Jaú – O crescimento da mecanização da lavoura nas plantações de cana-de-açúcar está levando a uma modificação da atuação dos cortadores de cana que passam a ocupar novas funções dentro, ou fora do setor.
Segundo a Associação dos Plantadores de Cana da Região de Jaú (Associcana), na microregião do município, cerca de 40% das lavouras já estão mecanizadas. O presidente do órgão, Antônio Augusto Beluca, acredita que os trabalhadores substituídos pela máquinas colheitadeiras continuarão a ocupar novas funções na lavoura.
Segundo ele, parte dos cortadores devem ser utilizados no combate das pragas das lavouras. “A princípio pode continuar no serviço normal deles, ou seja, matando formiga, arrancando pragas do canavial, peneirando palha.

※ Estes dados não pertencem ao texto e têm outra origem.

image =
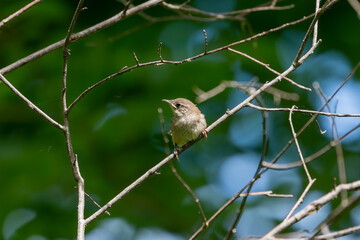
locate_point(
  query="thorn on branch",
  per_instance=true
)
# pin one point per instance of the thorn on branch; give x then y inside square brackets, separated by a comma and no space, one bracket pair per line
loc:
[159,52]
[205,39]
[137,60]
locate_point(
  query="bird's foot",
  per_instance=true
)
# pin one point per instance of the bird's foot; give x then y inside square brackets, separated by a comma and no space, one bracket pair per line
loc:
[176,154]
[204,133]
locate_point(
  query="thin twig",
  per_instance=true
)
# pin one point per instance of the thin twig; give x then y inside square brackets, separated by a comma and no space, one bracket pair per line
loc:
[326,6]
[129,3]
[315,34]
[297,144]
[136,59]
[95,202]
[313,117]
[159,62]
[159,52]
[269,68]
[338,147]
[236,109]
[205,42]
[314,156]
[30,104]
[277,93]
[312,207]
[352,202]
[339,233]
[18,12]
[265,144]
[80,35]
[72,156]
[300,200]
[329,114]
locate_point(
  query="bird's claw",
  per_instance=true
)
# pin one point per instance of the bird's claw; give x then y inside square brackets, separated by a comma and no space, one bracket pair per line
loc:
[204,133]
[176,154]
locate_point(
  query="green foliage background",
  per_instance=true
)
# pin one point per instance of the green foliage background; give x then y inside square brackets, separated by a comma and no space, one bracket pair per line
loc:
[116,131]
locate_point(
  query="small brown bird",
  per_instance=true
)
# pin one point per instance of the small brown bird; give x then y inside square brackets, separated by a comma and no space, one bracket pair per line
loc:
[188,122]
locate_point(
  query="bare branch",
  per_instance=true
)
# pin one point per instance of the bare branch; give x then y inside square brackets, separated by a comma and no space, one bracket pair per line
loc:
[80,35]
[300,200]
[159,52]
[312,208]
[30,104]
[297,145]
[17,13]
[205,42]
[96,204]
[159,62]
[269,68]
[304,111]
[326,6]
[277,93]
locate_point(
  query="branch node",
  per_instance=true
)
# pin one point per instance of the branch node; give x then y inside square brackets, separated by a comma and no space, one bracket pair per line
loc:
[159,52]
[136,59]
[205,42]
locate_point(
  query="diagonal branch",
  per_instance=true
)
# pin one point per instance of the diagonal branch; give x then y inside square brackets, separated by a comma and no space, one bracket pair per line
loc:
[30,104]
[80,35]
[17,13]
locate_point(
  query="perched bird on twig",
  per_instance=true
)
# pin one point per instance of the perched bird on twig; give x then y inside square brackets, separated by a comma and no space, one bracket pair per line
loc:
[188,122]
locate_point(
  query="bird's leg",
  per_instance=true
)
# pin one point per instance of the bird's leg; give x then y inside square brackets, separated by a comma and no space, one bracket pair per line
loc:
[176,154]
[204,133]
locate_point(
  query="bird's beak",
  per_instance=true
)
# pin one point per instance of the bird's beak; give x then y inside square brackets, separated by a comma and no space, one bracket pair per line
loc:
[170,103]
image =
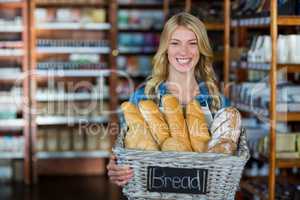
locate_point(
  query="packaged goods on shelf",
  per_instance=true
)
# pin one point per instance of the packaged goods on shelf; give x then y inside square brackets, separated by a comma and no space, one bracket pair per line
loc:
[260,49]
[52,139]
[140,2]
[138,42]
[78,141]
[68,15]
[12,144]
[135,65]
[140,19]
[209,11]
[65,139]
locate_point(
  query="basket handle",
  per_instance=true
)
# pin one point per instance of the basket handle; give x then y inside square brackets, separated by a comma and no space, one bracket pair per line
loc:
[243,149]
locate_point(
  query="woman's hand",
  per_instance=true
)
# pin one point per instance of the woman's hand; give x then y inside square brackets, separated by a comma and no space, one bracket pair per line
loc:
[119,175]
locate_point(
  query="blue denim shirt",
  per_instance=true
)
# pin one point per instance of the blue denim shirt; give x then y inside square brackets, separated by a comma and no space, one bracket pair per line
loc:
[204,97]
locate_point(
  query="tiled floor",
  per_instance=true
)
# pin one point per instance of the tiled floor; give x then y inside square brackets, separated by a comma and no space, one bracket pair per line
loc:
[62,188]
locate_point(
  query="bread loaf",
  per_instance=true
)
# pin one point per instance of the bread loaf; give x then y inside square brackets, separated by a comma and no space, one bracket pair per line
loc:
[225,128]
[174,144]
[224,146]
[175,119]
[138,135]
[155,120]
[197,126]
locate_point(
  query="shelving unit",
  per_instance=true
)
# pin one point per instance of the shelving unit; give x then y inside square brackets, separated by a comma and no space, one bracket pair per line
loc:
[221,58]
[65,83]
[271,22]
[139,26]
[14,66]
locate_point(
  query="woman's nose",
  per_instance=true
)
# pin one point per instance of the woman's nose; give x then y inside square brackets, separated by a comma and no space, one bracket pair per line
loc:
[184,50]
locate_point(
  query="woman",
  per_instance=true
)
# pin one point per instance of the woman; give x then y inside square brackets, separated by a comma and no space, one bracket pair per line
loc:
[182,67]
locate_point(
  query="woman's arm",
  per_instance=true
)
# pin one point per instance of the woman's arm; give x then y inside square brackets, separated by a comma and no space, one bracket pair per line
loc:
[119,175]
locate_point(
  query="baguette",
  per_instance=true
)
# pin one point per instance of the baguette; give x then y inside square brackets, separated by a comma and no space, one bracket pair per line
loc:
[175,119]
[198,130]
[138,135]
[174,144]
[155,120]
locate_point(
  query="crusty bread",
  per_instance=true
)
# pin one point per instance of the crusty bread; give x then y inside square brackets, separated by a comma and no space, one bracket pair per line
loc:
[174,116]
[225,131]
[226,146]
[174,144]
[138,136]
[198,130]
[155,120]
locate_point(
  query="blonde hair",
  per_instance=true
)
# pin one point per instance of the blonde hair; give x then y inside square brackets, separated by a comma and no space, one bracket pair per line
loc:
[203,70]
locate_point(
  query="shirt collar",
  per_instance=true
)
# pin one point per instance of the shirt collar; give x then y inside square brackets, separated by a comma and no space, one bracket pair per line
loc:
[204,98]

Então não dá para dizer que a máquina vai eliminar todo trabalhador do setor”, comenta.
Apesar disso, Beluca reconhece que em muitos casos é difícil qualificar o cortador para outras funções. “No caso dos cortadores, o problema torna-se um pouco mais difícil porque se pegar um trabalhador que não sabe ler, onde que nós vamos enviar ele para qualificar?”, questiona. “Não adianta colocar ele em um curso de computação, se ele não sabe nem ler”, completa.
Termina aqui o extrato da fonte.